»Die Künstler aus Gugging«, eine Ausstellung im Nürnberger KUNSTHAUS
Gibt es ein solches Tier? Man möchte es streicheln, dieses Mischwesen aus Amöbe und Ameisenbär, das einen ein bisschen unförmig, aber mit großen freundlichen Augen unter großen freundlichen Ohren anblickt. Das Fell scheint weich und flauschig zu sein, ganz sauber hat der Künstler mit braunem Buntstift die rundlichen Körperflächen zwischen den schwarzen Konturen ausgemalt, brav Strich über Strich, bis die Farbe ein Knäuel bildet, mit leicht flirrender Wirkung. Es muss dieses Tier geben, keine Frage. Franz Kernbeis hat es gesehen, Franz Kernbeis hat es gezeichnet. Aber wer ist Franz Kernbeis?
Franz Kernbeis ist einer der »Künstler aus Gugging«, denen im Nürnberger KUNSTHAUS ab heute eine große Ausstellung gewidmet ist, und damit beginnt, wenn man so will, das Problem. Denn Gugging bedeutet hier weniger den niederösterreichischen Ort Gugging, als die dort befindliche psychiatrische Klinik, in der Franz Kernbeis lebt. Aber damit endet das Problem auch schon wieder. Die rund 80 Werke, mit denen die insgesamt acht Maler präsentiert werden, erlauben in ihrer überschäumenden Farbenfreude, der Ausgeprägtheit des individuellen Stils und der kreativen Ausdrucksbreite eine Annäherung, bei der nicht die Künstler als Kranke, sondern die Kranken als Künstler im Vordergrund stehen. In dem von Leo Navratil 1981 eingerichteten »Haus der Künstler«, einem Pavillon im Garten der Anstalt, können Kernbeis und seine Kollegen frei ihrer Kunst nachgehen, die sorgfältige, vor allem organisatorische Betreuung und der weltweite Erfolg der Künstlergruppe schaffen ideale Bedingungen, auch das nötige Selbstbewusstsein.

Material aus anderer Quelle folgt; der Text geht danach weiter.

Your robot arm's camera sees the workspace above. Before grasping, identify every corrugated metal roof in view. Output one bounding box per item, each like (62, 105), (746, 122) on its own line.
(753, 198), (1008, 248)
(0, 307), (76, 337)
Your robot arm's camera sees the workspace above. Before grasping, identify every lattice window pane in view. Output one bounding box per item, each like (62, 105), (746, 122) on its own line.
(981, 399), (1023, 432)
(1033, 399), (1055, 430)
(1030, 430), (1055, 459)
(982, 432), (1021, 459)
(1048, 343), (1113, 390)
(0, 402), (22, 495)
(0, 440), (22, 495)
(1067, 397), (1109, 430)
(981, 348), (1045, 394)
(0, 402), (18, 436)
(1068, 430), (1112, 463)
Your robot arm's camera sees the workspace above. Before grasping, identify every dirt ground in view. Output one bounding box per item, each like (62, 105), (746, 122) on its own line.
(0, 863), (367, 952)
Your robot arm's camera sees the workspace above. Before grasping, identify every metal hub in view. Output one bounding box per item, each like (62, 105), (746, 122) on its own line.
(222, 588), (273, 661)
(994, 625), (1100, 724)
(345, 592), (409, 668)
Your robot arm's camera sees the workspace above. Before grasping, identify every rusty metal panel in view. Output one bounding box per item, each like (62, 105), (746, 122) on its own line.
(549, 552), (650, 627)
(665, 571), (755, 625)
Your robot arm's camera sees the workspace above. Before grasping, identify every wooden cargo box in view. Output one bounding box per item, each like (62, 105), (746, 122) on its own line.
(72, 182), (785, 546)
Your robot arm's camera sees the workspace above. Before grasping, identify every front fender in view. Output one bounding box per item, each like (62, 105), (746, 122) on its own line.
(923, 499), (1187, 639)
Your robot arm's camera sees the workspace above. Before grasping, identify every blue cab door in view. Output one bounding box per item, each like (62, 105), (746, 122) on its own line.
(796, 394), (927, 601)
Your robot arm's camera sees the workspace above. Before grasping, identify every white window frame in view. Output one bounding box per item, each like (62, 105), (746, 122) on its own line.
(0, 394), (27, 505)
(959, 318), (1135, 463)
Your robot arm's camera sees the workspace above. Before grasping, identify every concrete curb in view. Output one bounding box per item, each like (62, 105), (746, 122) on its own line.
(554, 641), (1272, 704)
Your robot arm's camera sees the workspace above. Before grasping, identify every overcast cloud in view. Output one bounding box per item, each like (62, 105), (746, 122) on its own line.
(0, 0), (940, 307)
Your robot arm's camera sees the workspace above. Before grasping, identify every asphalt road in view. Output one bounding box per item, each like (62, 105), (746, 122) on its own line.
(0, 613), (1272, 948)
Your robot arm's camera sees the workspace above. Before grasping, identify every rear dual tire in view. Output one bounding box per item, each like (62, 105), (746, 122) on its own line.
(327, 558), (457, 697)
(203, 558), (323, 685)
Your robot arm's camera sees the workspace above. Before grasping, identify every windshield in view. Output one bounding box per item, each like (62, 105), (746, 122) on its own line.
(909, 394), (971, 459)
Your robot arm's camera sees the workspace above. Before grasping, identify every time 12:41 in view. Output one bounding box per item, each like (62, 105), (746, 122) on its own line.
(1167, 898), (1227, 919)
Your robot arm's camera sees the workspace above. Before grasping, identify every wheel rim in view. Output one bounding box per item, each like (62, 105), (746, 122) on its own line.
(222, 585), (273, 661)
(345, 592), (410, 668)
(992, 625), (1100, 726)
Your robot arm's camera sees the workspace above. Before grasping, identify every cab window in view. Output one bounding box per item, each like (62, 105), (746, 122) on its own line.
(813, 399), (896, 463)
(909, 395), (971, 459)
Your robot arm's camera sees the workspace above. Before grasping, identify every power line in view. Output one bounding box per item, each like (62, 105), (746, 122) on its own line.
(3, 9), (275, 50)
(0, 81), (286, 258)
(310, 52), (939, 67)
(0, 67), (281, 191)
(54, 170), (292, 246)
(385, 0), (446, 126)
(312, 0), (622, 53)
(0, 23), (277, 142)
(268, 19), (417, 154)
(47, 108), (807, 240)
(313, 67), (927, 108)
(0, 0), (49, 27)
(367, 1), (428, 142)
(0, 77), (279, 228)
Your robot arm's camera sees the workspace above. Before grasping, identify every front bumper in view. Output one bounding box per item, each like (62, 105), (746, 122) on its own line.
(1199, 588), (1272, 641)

Das sieht man den Bildern an. Ganz unbeschwert kann Heinrich Reisenbauer seine kleinen lichten Serien zeichnen: Autos und Regenschirme, Sonnen und Schlitten. Voll Schwung kann Arnold Schmidt seine wilden Kreise zu Figuren zusammensetzen, kann August Walla auf großer Leinwand fast schon folkloristische Farbigkeit ausbreiten. Auch Nürnberg kommt in diesen Bildern übrigens vor. Johann Garber, auf dessen unglaublich akribischen Tuschezeichnungen die Ornamente einen einzigen Zeichendschungel bilden, der kaum ein Zentimeterchen frei lässt, übersät den Himmel über der Noris mit Blumen und Sternen, lässt Hubschrauber vergnügt die Türme der Stadt umrunden, auch Sonnen und Mond sind anwesend, lustig in den Ecken.
Um die schönen Dinge dieser Welt zu sehen, kann ein bisschen Naivität nicht schaden.